バッハのオルガン曲を通してオルガンの演奏と解説

オルガニスト: マリー=クレール・アラン Marie-Claire Alain(2013年2月26日没)

マリー=クレール・アラン(Marie-Claire Alain, 1926年8月10日 - 2013年2月26日)はフランスのオルガニスト。大量の録音によって世界的に有名である。

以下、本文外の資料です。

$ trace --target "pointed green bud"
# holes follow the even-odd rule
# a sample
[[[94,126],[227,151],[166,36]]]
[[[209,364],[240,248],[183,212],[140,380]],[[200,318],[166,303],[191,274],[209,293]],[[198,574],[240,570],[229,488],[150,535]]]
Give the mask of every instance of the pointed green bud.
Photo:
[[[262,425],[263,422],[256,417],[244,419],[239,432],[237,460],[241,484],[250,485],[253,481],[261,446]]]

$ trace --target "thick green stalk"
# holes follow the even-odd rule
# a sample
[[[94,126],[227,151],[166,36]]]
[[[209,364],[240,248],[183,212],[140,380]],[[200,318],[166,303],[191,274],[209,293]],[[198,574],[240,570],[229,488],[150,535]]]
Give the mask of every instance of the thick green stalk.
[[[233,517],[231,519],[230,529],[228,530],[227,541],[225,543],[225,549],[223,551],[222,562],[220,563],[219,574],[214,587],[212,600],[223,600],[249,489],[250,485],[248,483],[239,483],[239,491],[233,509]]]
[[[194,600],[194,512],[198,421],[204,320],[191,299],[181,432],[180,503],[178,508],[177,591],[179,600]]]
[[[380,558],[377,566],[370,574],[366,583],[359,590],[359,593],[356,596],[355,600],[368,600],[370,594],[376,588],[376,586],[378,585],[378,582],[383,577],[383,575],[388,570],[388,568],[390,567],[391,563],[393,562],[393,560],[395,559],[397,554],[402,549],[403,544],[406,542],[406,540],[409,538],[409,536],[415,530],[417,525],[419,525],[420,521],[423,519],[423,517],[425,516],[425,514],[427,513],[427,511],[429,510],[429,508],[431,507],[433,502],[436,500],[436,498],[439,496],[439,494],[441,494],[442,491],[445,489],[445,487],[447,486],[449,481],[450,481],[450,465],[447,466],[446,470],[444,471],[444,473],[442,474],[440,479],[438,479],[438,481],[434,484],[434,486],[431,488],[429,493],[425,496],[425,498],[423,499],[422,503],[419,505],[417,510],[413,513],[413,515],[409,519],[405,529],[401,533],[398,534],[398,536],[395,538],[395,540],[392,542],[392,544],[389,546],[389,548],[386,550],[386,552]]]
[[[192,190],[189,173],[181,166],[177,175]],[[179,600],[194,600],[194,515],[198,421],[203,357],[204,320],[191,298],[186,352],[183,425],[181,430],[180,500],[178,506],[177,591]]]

パリ近郊のサン=ジェルマン=アン=レーにて音楽家の一家に生まれる。父親アルベール(1880年-1971年)はアレクサンドル・ギルマンとルイ・ヴィエルヌに学んだオルガニスト兼作曲家。実兄ジャン・アランも作曲家である。マリー=クレール・アランは、パリ音楽院でマルセル・デュプレのオルガン科に在籍し、首席に輝いた。
熟練したレジストレーション、オルガンの演奏習慣の歴史に関する学識、威厳に満ち、陰影に富んだ演奏によって、20世紀のまさしく最上のオルガン奏者に位置付けられている。驚異的な記憶力の持ち主で、演奏予定の曲目の楽譜を携えずに演奏旅行に出ていた。
アランの解釈は、つねに良い趣味に支えられているとはいえ、一連の経歴においてかなりの変化を遂げてきた。特定の作品に「これっきりという言葉」はないというのが信条であった。
アランは、バッハのオルガン曲全集を3回にわたって制作しており、そのほかにも重要な作曲家のオルガン曲全集を録音している。事実アランは、前代未聞の録音点数を誇るオルガニストであり、そのレコードとCDは数々の称賛を受けてきた。アランは晩年まで現役として、国際的な演奏活動を続けた。オルガン教師としても、これほどの影響力をもった人物はほかにない。 86歳で死去した。